4. Platte schedel met röntgenstralen: het laat zien dat de schedel abnormaal dicht en dik is en dat de binnen- en buitenplaten en de plaat geïntegreerd zijn, wat moeilijk te onderscheiden is. De schedel is sterk verkalkt, de dichtheid is aanzienlijk toegenomen, de schedelfossa wordt ondiep, de hypofyse wordt kleiner, de frontale sinus krimpt en de rugleuninghyperplasie.

Diagnose

Differentiële diagnose

De diagnose moet worden onderscheiden van de volgende symptomen:

(1) Dichte botontwikkelingsstoornis: het kind is kort, het schedelbot is vergroot, het frontale occipitale bot is prominent, het intercostale bot is gebruikelijk, de distale falanx is onderontwikkeld, de lange botdichtheid is verhoogd maar de beenmergholte is aanwezig en het kind heeft geen bloedarmoede.

(2) Onvolledige ontwikkeling van de droogte van de schedel: de schedel wordt geleidelijk vergroot en verdikt, en het bot is niet broos. Het is pas na 5 jaar oud.

(3) Schedelbotsdysplasie: voornamelijk gemanifesteerd als "leeuwengezicht" hyperplasie, geen botvernietiging in andere delen, slechte botvorm, verwijding van sleutelbeen en ribben.
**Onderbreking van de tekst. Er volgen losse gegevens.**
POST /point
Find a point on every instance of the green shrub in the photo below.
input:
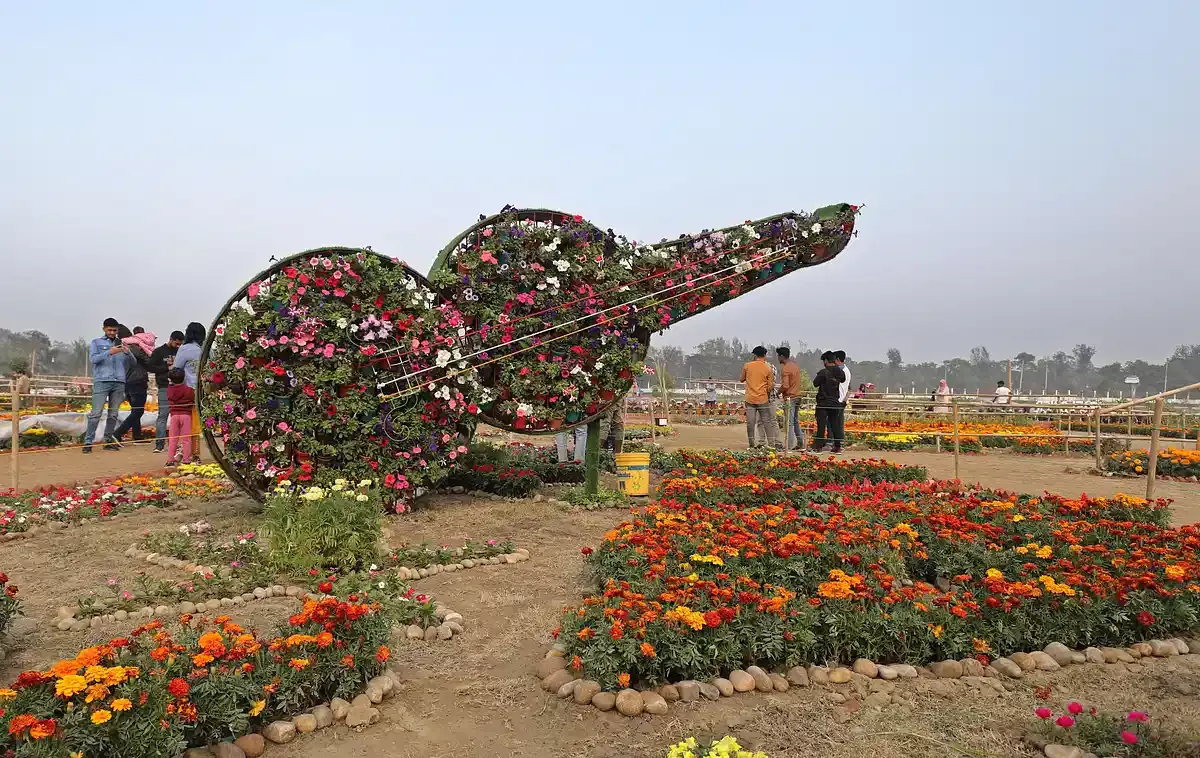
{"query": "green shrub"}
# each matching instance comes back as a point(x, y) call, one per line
point(316, 528)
(4) Neonatale osteosclerose: verdwijnt meestal binnen 1 maand.

(5) Myelofibrose gecompliceerd door bloedarmoede of leukemie: soms is het moeilijk om het te onderscheiden van marmerbotziekte, alleen door bloedonderzoek en beenmergpunctie.

(6) skeletfluorose: omdat skeletfluorose het hoofd omvat, kan het ook worden gemanifesteerd als verdikking van de schedel, een verhoogde dichtheid, vooral in de schedelbasis, kan aanzienlijk worden verhard. Skeletfluorose wordt echter veroorzaakt door chronische fluorose.De patiënt heeft een geschiedenis van langdurige blootstelling aan fluoride of een langdurig drinkwater dat meer dan de toegestane hoeveelheid fluoride bevat en een geschiedenis van behandeling van myeloom en osteoporose met fluoride. De skeletfluorose is niet zo uniform en dicht als de osteopetrose.Tegelijkertijd bevindt de skeletfluorose zich voornamelijk in de romp, maar de ledematen zijn verzwakt, de botruggen zijn dikker en het gaas is veranderd, en de ligamentcalcificatie en interossale calcificatie worden niet in de late fase gezien. De bovenstaande kenmerken van osteopetrose. Fluoride boturinetest fluoride tot 8 mg / l of meer.

heeft dit artikel jou geholpen?

Het materiaal op deze site is bedoeld voor algemeen informatief gebruik en is niet bedoeld als medisch advies, waarschijnlijke diagnose of aanbevolen behandelingen.